I've been getting about 55bps - that's fifty five bytes per second.
Is that to be expected? For some reason I assumed it would be at least 10x that. I'm using the Adafruit esp32spi libraries in CircuitPython until we get MicroPython support but would like a sanity/expectation check.
What was the speed other users were managed to get through an esp32?
Are there other WiFi systems in your area? They could kill the bandwidth. Also try it with a laptop and run the speed test. Is the system you are measuring your 55 bps capable of more? Test it with another system.
I did a quick test with the Arduino Nano RP2040 Connect connected to my WiFi router as a Webserver sending a web page to my Windows laptop connected to the same network. I did use a C++ example. So, it is not a fair comparison but maybe gives you a reference point.

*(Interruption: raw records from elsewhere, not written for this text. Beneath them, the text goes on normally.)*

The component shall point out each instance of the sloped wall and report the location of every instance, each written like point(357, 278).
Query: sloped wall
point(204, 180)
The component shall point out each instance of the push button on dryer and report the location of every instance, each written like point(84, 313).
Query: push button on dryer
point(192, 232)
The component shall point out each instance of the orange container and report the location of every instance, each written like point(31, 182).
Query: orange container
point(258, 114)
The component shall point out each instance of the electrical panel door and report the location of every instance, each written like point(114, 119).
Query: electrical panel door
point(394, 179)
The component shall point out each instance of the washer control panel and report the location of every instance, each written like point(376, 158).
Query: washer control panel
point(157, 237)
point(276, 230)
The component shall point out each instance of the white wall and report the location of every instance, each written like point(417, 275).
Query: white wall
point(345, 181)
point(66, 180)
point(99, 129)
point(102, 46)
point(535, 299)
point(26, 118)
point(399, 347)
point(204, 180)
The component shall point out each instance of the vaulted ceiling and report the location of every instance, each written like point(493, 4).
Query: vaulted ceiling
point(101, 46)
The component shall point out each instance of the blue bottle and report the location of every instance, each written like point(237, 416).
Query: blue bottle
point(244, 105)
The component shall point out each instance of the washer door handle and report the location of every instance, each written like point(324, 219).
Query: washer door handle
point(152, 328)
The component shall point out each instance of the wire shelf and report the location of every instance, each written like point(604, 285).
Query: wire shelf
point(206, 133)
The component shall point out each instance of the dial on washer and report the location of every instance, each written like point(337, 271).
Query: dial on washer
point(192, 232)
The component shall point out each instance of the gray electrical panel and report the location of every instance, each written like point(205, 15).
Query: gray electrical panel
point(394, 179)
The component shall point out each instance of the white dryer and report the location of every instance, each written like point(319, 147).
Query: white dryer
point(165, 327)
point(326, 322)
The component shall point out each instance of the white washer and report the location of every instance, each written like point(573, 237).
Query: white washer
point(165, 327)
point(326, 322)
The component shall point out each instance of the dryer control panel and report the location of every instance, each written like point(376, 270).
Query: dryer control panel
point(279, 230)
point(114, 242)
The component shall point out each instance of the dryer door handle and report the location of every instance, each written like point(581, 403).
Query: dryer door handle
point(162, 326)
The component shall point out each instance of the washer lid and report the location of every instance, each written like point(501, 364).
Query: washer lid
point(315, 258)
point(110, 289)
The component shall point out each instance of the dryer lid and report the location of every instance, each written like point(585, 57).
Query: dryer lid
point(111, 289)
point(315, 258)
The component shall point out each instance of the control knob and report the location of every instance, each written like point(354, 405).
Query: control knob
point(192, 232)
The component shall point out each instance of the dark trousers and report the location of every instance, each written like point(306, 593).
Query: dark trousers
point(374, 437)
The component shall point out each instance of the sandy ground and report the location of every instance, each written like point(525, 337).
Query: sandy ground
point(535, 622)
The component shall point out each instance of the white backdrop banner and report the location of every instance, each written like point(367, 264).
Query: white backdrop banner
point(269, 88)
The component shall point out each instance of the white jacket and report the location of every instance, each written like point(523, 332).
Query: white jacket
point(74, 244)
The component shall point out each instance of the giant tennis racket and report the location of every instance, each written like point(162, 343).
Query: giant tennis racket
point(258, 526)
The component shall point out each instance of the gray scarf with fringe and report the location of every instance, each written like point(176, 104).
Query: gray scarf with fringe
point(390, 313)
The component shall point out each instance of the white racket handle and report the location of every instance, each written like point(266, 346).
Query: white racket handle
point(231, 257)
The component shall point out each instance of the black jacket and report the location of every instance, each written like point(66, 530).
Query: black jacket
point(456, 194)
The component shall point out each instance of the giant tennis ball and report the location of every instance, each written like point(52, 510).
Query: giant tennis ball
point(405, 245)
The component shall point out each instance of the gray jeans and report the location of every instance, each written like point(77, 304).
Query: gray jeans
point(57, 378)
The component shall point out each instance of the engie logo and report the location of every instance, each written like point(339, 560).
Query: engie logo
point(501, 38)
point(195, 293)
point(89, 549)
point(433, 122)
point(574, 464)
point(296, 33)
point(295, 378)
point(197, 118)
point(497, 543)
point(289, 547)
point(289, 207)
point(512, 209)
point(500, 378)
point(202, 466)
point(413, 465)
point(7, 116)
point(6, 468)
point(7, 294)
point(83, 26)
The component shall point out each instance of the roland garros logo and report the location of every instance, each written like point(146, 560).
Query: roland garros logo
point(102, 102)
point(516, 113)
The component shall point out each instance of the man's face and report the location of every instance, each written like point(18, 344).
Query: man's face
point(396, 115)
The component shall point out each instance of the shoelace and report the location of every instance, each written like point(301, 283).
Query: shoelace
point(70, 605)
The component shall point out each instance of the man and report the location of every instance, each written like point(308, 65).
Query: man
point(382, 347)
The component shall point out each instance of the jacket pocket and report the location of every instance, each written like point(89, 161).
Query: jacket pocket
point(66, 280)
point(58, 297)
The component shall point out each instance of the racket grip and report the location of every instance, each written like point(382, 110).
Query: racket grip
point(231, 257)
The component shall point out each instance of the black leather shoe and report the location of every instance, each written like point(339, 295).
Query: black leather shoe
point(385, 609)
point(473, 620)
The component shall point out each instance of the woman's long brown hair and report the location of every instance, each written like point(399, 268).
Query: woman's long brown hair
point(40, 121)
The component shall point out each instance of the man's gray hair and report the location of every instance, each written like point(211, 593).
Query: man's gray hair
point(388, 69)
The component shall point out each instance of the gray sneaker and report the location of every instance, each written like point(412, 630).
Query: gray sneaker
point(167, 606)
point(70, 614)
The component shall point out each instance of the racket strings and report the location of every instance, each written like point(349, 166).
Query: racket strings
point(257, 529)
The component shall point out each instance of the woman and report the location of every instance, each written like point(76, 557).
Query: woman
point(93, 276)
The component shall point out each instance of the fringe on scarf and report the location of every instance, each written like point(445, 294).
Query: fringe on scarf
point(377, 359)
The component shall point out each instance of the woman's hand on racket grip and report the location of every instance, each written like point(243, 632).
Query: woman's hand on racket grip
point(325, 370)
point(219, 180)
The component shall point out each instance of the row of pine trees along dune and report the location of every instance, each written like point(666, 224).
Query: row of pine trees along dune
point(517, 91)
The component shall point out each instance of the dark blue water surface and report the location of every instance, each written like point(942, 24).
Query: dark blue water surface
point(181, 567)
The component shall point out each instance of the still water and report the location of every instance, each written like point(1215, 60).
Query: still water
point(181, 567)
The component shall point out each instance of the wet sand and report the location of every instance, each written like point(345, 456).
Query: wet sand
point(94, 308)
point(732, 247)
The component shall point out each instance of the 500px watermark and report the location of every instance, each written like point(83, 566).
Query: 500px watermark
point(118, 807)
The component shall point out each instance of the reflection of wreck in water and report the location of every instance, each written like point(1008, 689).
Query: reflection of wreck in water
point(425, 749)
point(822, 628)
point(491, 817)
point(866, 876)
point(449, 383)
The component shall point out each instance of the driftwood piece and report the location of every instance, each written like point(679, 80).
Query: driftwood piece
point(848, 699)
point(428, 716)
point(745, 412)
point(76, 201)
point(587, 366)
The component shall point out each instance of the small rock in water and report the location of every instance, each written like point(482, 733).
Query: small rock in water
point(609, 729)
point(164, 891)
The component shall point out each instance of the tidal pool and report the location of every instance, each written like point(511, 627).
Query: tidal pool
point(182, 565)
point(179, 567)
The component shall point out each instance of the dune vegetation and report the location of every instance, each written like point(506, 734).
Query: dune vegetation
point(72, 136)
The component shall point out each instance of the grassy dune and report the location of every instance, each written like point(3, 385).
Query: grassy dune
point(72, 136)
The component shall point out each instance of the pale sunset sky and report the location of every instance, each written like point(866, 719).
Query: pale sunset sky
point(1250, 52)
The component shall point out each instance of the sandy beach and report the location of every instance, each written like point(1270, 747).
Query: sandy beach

The page is a single HTML around 400kB and took 17.8 seconds to load. During that time Windows network statistic showed 200kbit/s received and 8kbit/s send.
Wireshark shows that multiple prints where combined into IP packets (data size 1000 to 1400 bytes) which I guess is good for throughput.
And all of them return with 55 bytes per second using wget at the command line. I tried different sizes thinking maybe the python libraries were only sending chunks per write (with an overhead per write or something).
Thanks again. At least I now know it goes faster than 55bps
As a kind of funny update, I hacked together a CircuitPython firmware with the clockspeed doubled (250MHz). The download rates scaled (55bps at 125MHz, 130bps at 250MHz). So there we are - it's the "python tax".